DCE-MRI analysis of the mean of all voxels from the whole tumor often may not be optimal for the evaluation of antiangiogenic efficacy because highly enhancing well-vascularized regions of tumor could respond differently than regions of necrosis. Comparison of results in the present study from three different ROIs reveals the minimal effects in the core region of the H460a tumors. Significant antivascular effects were observed both in the whole tumor region (50.7% and 44.8% reduction in slope and Ak_ep, respectively) and in the tumor periphery (55.4% and 50% decrease in slope and Ak_ep, respectively). Although we expected large differences in magnitude of the effects between the whole tumor and tumor rim regions, the observed differences were only modest in the present study. This could be due to the criteria we set for selection of tumor rim ROI [i.e., ∼2-mm band around the periphery instead of selecting only the highly enhancing regions (so-called “hotspots”) from the tumor periphery]. We plan to investigate these aspects in detail in future studies. The differences in the degree of responses observed between different tumor regions will be important for the dose-finding studies as the magnitude of expected vascular effects may be dose dependent. They also have significant implications for therapy trials because it might be therapeutically beneficial to combine this drug with radiation, which would be more effective on the more vascular rim region of the tumor.

Previous DCE-MRI studies assessing the efficacy of antiangiogenic agents in preclinical tumor models mainly used macromolecular contrast agents (40). Only a few recent studies have used low molecular contrast agents. Gossmann et al. (36) measured a very significant reduction in vascular permeability of intracranial tumors in rats as a result of an anti-VEGF antibody treatment.
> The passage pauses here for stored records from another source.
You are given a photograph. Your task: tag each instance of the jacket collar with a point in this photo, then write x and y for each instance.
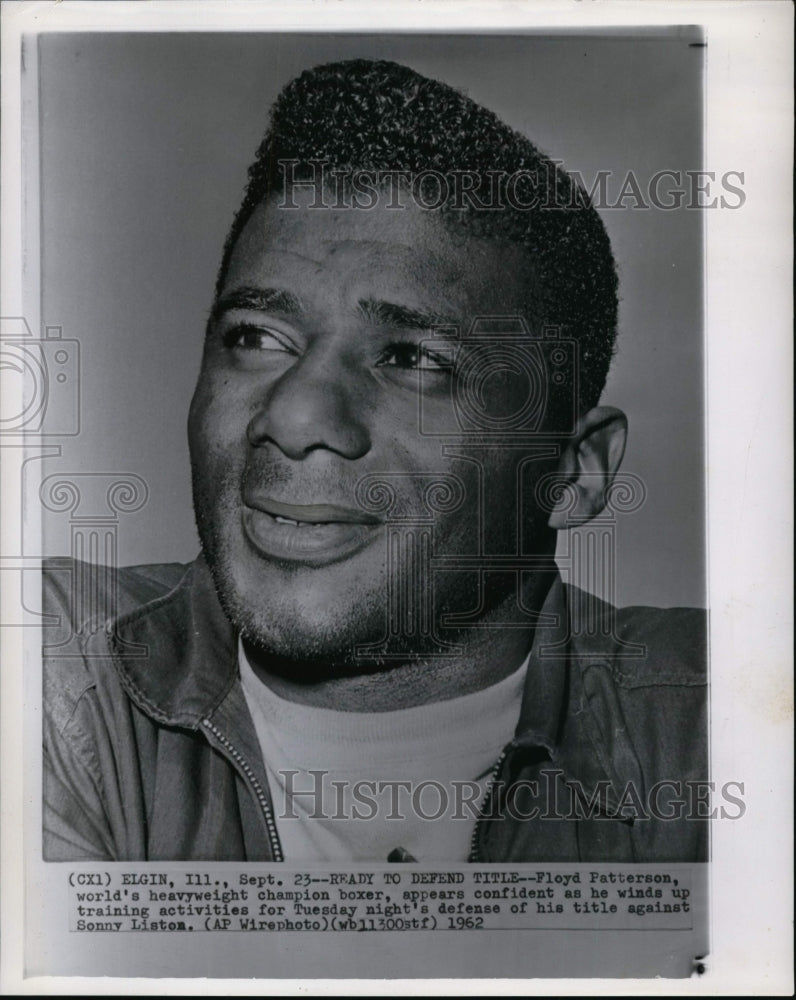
(190, 666)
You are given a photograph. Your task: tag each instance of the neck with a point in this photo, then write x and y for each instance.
(490, 654)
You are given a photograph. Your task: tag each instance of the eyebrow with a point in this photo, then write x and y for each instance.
(260, 299)
(376, 310)
(403, 317)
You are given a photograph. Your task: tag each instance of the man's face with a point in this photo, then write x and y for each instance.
(312, 379)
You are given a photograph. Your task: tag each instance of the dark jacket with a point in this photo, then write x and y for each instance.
(150, 752)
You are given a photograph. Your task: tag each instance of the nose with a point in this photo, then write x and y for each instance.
(313, 405)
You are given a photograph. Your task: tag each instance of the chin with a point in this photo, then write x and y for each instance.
(310, 617)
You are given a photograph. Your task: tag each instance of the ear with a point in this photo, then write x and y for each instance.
(588, 465)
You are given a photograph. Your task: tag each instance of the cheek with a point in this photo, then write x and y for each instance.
(216, 421)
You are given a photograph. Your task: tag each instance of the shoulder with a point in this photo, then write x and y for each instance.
(80, 601)
(641, 646)
(644, 673)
Another study on testing the efficacy of chronic treatment of KDR/Flt-1 inhibitor, PTK787/ZK222584, in murine renal tumor model reported ∼50% decrease in vascular permeability (41). More recently, Checkley et al. (24) investigated the acute effects of a VEGFR2 tyrosine kinase inhibitor, ZD6474, for a range of doses using Gd-DTPA contrast agent and reported dose-related reductions in vascular permeability. In addition to finding the optimum effective dose of these agents, the selection of the time of DCE-MRI assessment is also important. In the present study, the protracted (14 days) treatment of RO0281501 resulted in a significant reduction in slope of the initial contrast uptake and Ak_ep by day 7. DCE-MRI measurements at 24 hours after treatment did not show any significant change. In addition, our pilot experiments involving DCE-MRI measurements on day 3 of RO0281501 treatment (data not shown) failed to show any modifications in vascular status. These results confirm the observations made by others that time course studies are crucial in evaluating the efficacy of antiangiogenic agents (42) as different agents may have different time-dependent effects. Incorporation of time course measurements in preclinical testing could help to carefully plan patient treatment and examination schedules in early-stage clinical trials. RO0281501 is a novel agent that inhibits tyrosine kinase receptors (VEGFR2, fibroblast growth factor receptor, and platelet-derived growth factor receptor) involved in angiogenesis. Our present results will be useful in planning and evaluation of early-stage clinical testing of this compound in tumor types amenable to this imaging modality.